Malaria takes the lives of around 700,000 people a year, with 90% of these deaths occurring in Africa. A child dies every minute from Malaria; so, by the time you have read this post at least two children will likely have died. The wider impact of the disease is devastating too as it keeps people in the cycle of poverty and costs Africa an estimated £8 billion every year. And if this wasn’t all tragic enough, every life lost is needless because Malaria is treatable and preventable.
Today, 20 August, we celebrate Sir Ronald Ross’s discovery, in 1897, that mosquitoes carried Malaria – a breakthrough for which he won the Nobel Prize for Medicine. However, all these years later we are still faced with the challenge of eradicating this dreadful disease that has claimed far too many lives unnecessarily.

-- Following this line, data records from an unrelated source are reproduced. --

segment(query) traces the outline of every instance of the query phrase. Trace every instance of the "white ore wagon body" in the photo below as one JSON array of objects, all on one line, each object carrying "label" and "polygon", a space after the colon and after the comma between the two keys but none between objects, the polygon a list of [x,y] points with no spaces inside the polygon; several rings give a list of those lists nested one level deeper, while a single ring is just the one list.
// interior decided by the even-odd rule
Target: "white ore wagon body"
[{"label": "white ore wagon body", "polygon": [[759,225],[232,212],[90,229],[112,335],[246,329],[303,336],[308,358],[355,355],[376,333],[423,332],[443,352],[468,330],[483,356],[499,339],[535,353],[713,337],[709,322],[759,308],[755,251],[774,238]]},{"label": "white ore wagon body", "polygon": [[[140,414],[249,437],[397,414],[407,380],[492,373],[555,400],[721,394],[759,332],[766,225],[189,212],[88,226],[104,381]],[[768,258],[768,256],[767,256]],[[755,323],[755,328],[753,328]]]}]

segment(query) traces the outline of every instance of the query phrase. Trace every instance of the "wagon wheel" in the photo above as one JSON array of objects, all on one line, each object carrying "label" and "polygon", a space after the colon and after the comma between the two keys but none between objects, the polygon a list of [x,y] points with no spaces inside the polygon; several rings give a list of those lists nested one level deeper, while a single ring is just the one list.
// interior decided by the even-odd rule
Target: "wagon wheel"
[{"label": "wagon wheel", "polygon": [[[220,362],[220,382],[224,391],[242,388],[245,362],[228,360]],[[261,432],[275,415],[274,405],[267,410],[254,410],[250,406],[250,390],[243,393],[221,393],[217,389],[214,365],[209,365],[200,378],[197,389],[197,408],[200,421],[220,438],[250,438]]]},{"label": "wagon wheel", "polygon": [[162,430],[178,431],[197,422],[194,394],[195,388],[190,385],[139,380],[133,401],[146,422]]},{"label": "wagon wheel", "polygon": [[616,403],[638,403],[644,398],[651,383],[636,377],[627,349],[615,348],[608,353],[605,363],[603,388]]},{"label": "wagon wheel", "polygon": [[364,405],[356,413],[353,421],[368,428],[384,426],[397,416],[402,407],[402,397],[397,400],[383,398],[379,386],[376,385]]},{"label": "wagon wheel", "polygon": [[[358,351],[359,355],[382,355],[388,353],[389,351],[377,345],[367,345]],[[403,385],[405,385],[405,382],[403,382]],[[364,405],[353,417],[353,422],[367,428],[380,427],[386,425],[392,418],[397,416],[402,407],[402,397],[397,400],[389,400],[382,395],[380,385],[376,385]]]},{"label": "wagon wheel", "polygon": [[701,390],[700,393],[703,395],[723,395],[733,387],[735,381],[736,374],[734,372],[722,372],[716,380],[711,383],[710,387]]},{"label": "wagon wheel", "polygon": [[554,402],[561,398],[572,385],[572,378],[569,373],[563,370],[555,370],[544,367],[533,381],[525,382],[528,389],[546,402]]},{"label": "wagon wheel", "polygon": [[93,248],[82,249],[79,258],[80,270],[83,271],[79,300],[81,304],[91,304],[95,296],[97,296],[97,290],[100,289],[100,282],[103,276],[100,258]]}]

As with all the troubles that face our world today, although they seem overwhelming, there is often a solution. Great progress is already being made in the fight against the disease but we need to keep up the momentum. It costs just £5 to provide, deliver and hang a mosquito net which could save someone’s life. In everyday terms, my lunch could save a life. Malaria No More have many different ways for individuals to get involved, or you could do what I propose to do: give up one take-away lunch a month to buy someone a mosquito net. In September I return to work and while I have all the best intentions of taking a packed lunch each day, I know the reality is likely to be quite different. However, once a month I will consciously give up the luxury of a Pret salad or a Gail’s coffee and chelsea bun to save a life. With that in mind, I reckon a slightly soggy, homemade ham, cheese and tomato sandwich will never have tasted better.